If we want to further separate out the archiver from mailman, we can use the methods used by mhonarc and mailarchive interfaces.
3. Search: I also plan to integrate search functionality(work done by Priya) for archives into this pylons project.
We basically need two tables 1) Article 2) Conversation. As Andrew had already figured out the StormArticle object, I added the conversation object as well:
__storm_table__ = “conversation”
con_id = Unicode(primary = True) #or, thread_addr
msgids = List() # List of msg ids which are part of this conversation
But I have been unable to use this List property with sqlite. Also, I realised that we should keep some more information with conversation object inorder to avoid multiple queries to build conversation list page.
So, I just went ahead and assumed these article and conversation objects in order to get started with pylons.
“”” Class to represent an Article in a sqlite database rather than using pickles. “””
__storm_table__ = “article”
archive = Unicode()
sequence = Unicode()
subject = Unicode()
datestr = Unicode()
date = Float()
# headers = List()
author = Unicode()
email = Unicode()
msgid = Unicode(primary=True)
in_reply_to = Unicode()
# references = List()
body = Unicode()
thread_addr = Unicode()
# conversation = Reference(thread_addr, Conversation.thread_addr)
“””Conversation class for sqlite database”””
__storm_table__ = “conversation”
thread_addr = Unicode(primary = True)
subject = Unicode()
datestr = Unicode()
articles = ReferenceSet(thread_addr, StormArticle.thread_addr)
After finalizing (sort of) the schema of the tables, I needed some sample database to fill those tables. So, I added support (to existing pipermail) to create and fill sqlite database from mbox files (only for article table). This way, I got the db file which I needed to develop archiverUI with Pylons
Pylons + Storm:
Developed the very basic framework to generate conversation list and conversation page. Tested only for conversation page. LOTS of things to do. Code can be found at: http://code.launchpad.net/~dushyant37/+junk/ArchiverUI
Right now, there is not interaction with mailman/pipermail; all it requires is just a sqlite file.

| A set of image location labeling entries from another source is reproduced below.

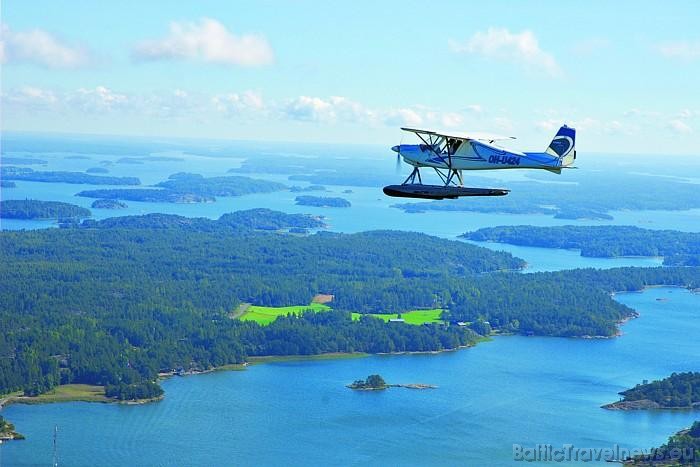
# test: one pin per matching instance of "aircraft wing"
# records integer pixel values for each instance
(459, 135)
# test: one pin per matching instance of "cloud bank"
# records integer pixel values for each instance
(522, 49)
(206, 41)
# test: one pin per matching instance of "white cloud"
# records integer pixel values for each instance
(679, 126)
(590, 46)
(30, 98)
(687, 113)
(476, 108)
(548, 125)
(501, 44)
(402, 116)
(97, 100)
(452, 120)
(309, 109)
(41, 48)
(330, 110)
(680, 50)
(209, 41)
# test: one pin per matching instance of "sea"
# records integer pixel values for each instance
(510, 395)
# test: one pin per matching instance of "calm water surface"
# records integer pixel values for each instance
(525, 390)
(511, 390)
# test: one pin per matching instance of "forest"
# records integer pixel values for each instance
(218, 186)
(683, 448)
(17, 173)
(321, 201)
(35, 209)
(113, 302)
(677, 248)
(189, 188)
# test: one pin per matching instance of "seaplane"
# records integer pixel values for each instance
(450, 153)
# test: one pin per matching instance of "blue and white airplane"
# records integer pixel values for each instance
(450, 153)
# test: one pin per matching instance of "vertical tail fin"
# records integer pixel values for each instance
(563, 146)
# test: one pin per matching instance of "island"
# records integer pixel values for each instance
(299, 189)
(7, 431)
(97, 170)
(162, 297)
(371, 383)
(322, 201)
(17, 173)
(218, 186)
(148, 195)
(108, 204)
(678, 391)
(681, 449)
(130, 160)
(36, 209)
(189, 188)
(10, 160)
(677, 248)
(376, 382)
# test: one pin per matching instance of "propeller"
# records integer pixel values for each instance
(397, 149)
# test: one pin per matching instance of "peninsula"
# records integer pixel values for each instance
(678, 391)
(36, 209)
(322, 201)
(377, 383)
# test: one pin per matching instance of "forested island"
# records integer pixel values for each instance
(36, 209)
(219, 186)
(189, 188)
(7, 430)
(17, 173)
(371, 383)
(299, 189)
(678, 391)
(677, 248)
(145, 294)
(97, 170)
(149, 195)
(681, 449)
(108, 204)
(376, 382)
(14, 160)
(322, 201)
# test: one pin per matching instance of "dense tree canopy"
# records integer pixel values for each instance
(678, 390)
(115, 301)
(35, 209)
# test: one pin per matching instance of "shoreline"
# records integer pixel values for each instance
(11, 398)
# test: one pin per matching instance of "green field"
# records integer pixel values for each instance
(266, 314)
(64, 393)
(410, 317)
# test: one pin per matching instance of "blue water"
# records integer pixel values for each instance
(525, 390)
(370, 208)
(512, 390)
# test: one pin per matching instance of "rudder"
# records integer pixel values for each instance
(563, 146)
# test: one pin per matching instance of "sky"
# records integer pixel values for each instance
(625, 74)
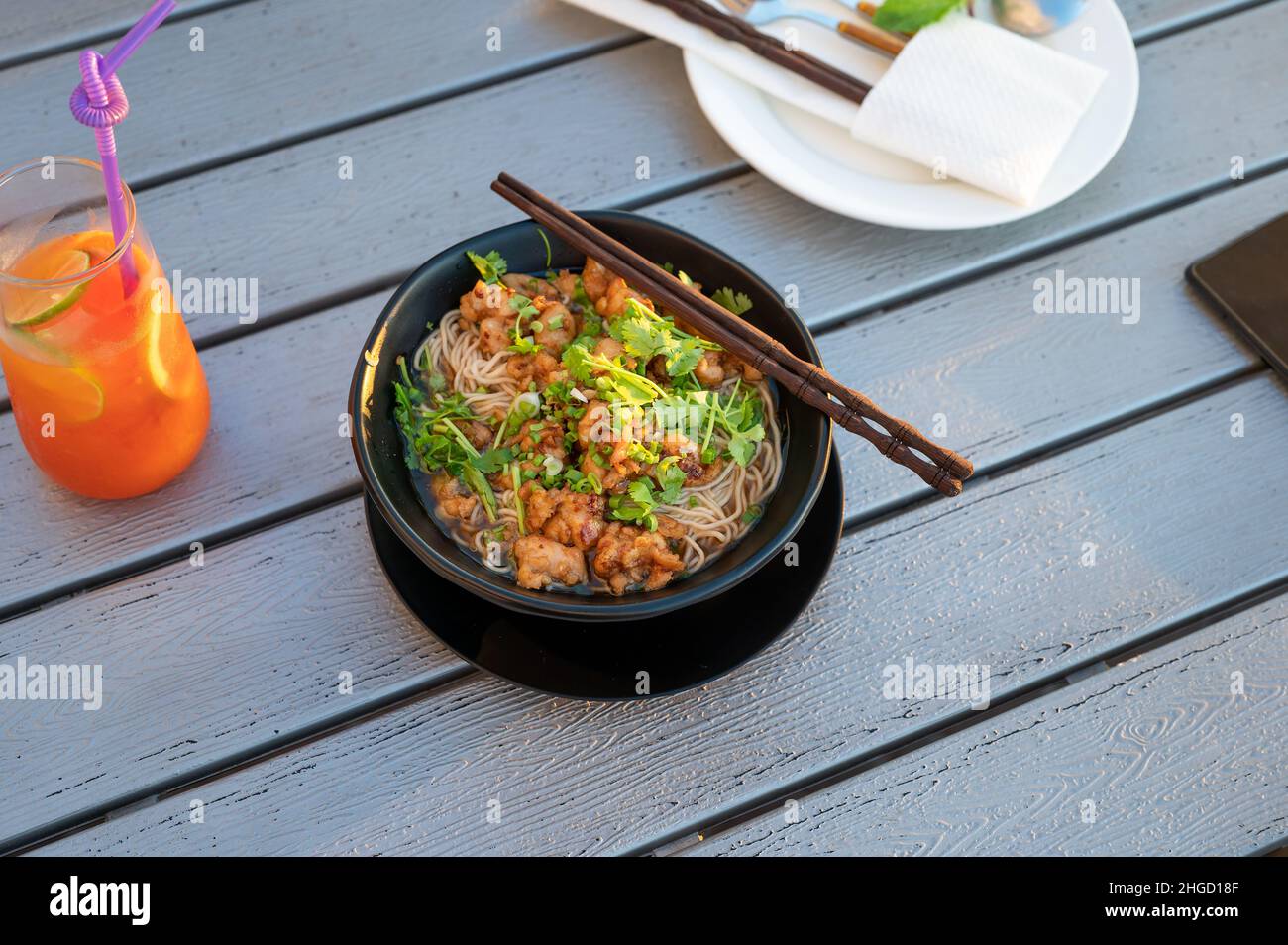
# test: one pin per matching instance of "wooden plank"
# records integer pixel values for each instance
(1151, 18)
(37, 30)
(270, 72)
(593, 778)
(201, 664)
(986, 345)
(1158, 753)
(407, 201)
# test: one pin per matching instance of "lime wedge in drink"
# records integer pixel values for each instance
(38, 306)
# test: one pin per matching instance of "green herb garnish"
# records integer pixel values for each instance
(910, 16)
(490, 266)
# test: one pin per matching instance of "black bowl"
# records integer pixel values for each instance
(437, 287)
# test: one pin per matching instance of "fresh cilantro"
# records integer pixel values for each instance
(546, 241)
(910, 16)
(524, 344)
(490, 266)
(614, 380)
(726, 297)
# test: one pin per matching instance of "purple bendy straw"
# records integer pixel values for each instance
(99, 102)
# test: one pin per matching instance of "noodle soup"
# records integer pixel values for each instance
(570, 434)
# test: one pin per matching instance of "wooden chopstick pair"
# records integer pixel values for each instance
(802, 378)
(768, 48)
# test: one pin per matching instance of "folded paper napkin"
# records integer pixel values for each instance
(965, 98)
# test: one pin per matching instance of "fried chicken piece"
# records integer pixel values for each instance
(485, 301)
(529, 286)
(541, 368)
(544, 562)
(477, 433)
(568, 518)
(593, 278)
(627, 555)
(566, 283)
(605, 451)
(539, 435)
(494, 334)
(558, 325)
(613, 301)
(454, 499)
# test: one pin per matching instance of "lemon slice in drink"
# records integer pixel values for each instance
(68, 393)
(166, 336)
(35, 308)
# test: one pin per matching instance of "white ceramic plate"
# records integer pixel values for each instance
(819, 161)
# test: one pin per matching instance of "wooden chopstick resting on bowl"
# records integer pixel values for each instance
(769, 48)
(803, 380)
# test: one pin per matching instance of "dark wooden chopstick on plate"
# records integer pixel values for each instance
(768, 48)
(802, 378)
(861, 30)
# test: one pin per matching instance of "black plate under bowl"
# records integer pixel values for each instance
(437, 287)
(603, 662)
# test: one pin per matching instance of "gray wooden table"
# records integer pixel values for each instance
(1137, 700)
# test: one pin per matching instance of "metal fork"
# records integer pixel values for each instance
(761, 12)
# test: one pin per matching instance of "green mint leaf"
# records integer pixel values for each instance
(738, 303)
(910, 16)
(490, 266)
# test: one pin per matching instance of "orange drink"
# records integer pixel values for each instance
(107, 391)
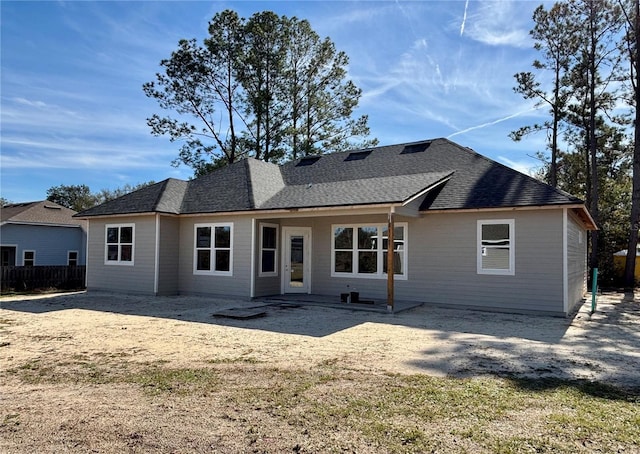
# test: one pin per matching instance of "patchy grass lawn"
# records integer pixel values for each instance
(110, 404)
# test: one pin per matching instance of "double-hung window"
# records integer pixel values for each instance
(361, 250)
(268, 250)
(496, 248)
(119, 244)
(213, 249)
(72, 258)
(28, 258)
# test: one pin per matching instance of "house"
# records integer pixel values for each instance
(465, 231)
(41, 233)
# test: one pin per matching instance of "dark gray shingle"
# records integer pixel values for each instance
(388, 174)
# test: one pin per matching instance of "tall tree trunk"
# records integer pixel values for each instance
(630, 263)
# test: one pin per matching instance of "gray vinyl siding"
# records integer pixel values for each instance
(50, 243)
(576, 263)
(442, 262)
(169, 256)
(136, 279)
(237, 285)
(443, 254)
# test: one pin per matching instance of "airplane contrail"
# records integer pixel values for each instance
(464, 17)
(491, 123)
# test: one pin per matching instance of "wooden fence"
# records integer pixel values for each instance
(39, 277)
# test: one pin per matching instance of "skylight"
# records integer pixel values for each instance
(415, 148)
(308, 161)
(358, 155)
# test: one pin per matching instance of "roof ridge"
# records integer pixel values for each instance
(160, 193)
(511, 169)
(249, 181)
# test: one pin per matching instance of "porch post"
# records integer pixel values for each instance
(390, 261)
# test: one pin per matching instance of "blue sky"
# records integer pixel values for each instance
(73, 110)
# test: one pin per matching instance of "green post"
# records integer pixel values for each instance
(594, 290)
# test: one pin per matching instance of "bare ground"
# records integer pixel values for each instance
(97, 372)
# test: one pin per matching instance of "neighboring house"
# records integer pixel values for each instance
(41, 233)
(467, 231)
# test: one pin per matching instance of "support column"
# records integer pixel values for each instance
(390, 261)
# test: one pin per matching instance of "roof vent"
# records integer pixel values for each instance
(308, 161)
(358, 155)
(415, 148)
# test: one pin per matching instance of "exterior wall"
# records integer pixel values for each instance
(443, 269)
(442, 262)
(576, 263)
(168, 255)
(239, 283)
(137, 278)
(50, 243)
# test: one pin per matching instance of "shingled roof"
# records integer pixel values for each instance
(452, 177)
(42, 212)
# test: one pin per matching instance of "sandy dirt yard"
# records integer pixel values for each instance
(45, 340)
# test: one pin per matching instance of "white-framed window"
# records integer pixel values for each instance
(213, 249)
(28, 258)
(268, 249)
(360, 250)
(119, 242)
(72, 258)
(496, 246)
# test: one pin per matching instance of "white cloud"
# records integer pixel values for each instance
(498, 23)
(526, 166)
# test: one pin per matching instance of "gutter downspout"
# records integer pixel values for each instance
(156, 268)
(390, 257)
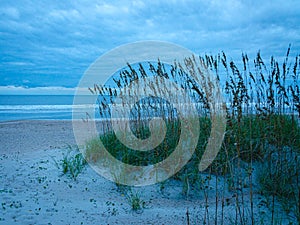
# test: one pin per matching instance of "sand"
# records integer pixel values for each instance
(34, 191)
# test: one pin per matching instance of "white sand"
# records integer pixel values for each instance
(34, 191)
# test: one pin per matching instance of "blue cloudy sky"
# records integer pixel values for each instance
(51, 43)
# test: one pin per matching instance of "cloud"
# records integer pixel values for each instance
(53, 44)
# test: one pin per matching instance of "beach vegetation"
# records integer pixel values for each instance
(261, 147)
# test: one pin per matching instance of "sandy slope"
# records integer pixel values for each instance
(34, 191)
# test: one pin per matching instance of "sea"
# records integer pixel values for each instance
(37, 107)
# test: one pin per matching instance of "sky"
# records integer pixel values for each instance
(48, 45)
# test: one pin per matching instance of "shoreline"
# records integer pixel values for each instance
(31, 135)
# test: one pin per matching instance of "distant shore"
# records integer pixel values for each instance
(32, 135)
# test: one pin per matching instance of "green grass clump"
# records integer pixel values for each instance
(72, 163)
(263, 110)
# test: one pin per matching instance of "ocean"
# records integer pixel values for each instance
(37, 107)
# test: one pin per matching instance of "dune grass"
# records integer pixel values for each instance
(262, 133)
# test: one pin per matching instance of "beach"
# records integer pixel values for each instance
(33, 190)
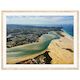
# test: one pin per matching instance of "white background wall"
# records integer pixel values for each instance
(39, 5)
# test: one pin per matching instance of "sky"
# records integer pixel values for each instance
(39, 20)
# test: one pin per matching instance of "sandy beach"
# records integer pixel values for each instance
(61, 50)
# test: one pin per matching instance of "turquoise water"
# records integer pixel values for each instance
(33, 48)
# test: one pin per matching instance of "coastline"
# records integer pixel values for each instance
(60, 50)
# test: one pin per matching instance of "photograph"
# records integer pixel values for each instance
(39, 39)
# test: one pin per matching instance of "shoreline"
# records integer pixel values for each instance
(59, 45)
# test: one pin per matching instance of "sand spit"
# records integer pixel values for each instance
(59, 45)
(61, 50)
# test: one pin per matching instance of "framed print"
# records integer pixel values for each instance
(39, 39)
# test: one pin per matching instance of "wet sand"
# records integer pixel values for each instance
(61, 50)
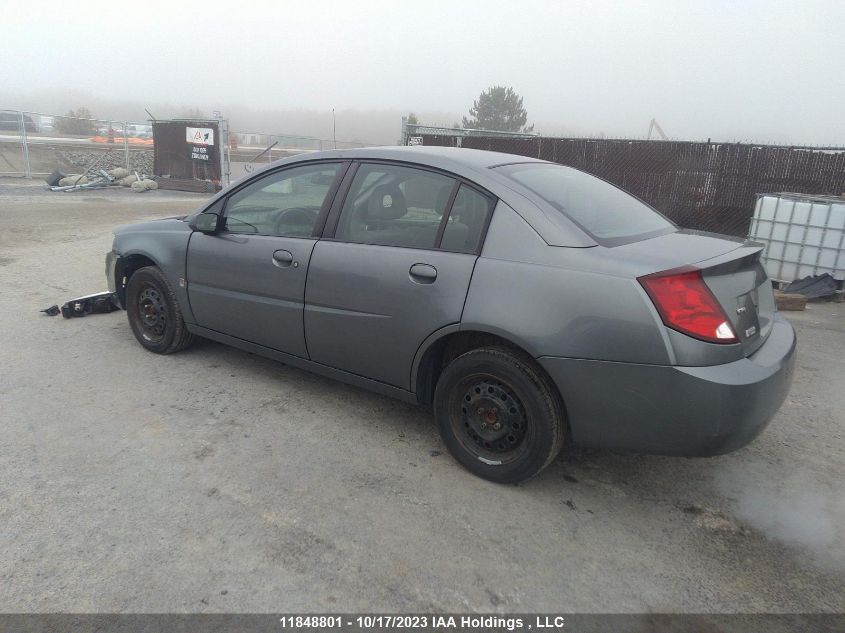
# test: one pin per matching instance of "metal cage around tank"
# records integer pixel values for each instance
(804, 235)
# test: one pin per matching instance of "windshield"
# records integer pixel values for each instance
(605, 212)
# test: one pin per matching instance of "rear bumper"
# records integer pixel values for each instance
(111, 261)
(691, 411)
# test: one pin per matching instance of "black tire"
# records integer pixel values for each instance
(493, 386)
(154, 314)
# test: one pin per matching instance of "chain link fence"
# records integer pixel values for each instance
(35, 144)
(699, 185)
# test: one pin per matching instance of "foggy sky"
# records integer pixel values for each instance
(727, 70)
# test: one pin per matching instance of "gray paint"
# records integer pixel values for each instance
(357, 313)
(676, 410)
(236, 287)
(165, 243)
(366, 315)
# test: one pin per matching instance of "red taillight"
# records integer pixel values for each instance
(686, 304)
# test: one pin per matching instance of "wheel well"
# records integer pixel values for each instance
(445, 350)
(125, 268)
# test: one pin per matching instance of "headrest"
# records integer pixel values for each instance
(387, 203)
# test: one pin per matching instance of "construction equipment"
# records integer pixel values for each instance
(654, 126)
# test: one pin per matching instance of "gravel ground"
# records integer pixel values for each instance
(214, 480)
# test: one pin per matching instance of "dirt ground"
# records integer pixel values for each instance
(214, 480)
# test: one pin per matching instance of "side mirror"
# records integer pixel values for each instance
(206, 223)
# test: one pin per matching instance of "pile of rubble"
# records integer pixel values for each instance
(99, 179)
(140, 161)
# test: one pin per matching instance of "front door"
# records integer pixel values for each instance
(397, 269)
(248, 281)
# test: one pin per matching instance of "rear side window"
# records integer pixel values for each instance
(605, 212)
(392, 205)
(466, 221)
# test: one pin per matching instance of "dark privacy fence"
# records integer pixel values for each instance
(705, 186)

While parsing article body from mbox file to store it in database, I got stuck with lots of UnicodeErrors. Its sort of solved now but all the concepts related to unicode and i18n needs to be cleared up.
- Finalize the storm object representation of conversation and article depending on ability to use List with sqlite
- Finished with the basic work of implementation of modified pipermail
- This branch can be found at: http://bazaar.launchpad.net/~dushyant37/mailman/mm3-archive/
- The main task left is to integrate work done by Andrew (converting Pipermail to use Storm/SQLite instead of pickles).
- Other tasks include completion of some unfinished work (I’ll have to discuss these issues with mentors first), changes in UI, testing/debugging. For some time, my main priority would be to complete dynamic generation of pages.
- Decided to use pylons framework. Pylons is completely new to me (though I am familiar with django).
- Our requirement of using Storm ORM alone dictated this decision.
Andrew is working on converting Pipermail to use Storm/SQLite instead of pickles to save data. So, the framework needs to have support for Storm ORM. Django has its own ORM and Storm cannot be used with it natively (Though storm is said to have support for django, I could not find anything further to try/test Storm with Django).
Pylons doesn’t provide any ORM and I have tested a small application using Storm.
- Implemented a simple page using Storm to get started with pylons and test Storm integration.
- Started writing code to view conversations index.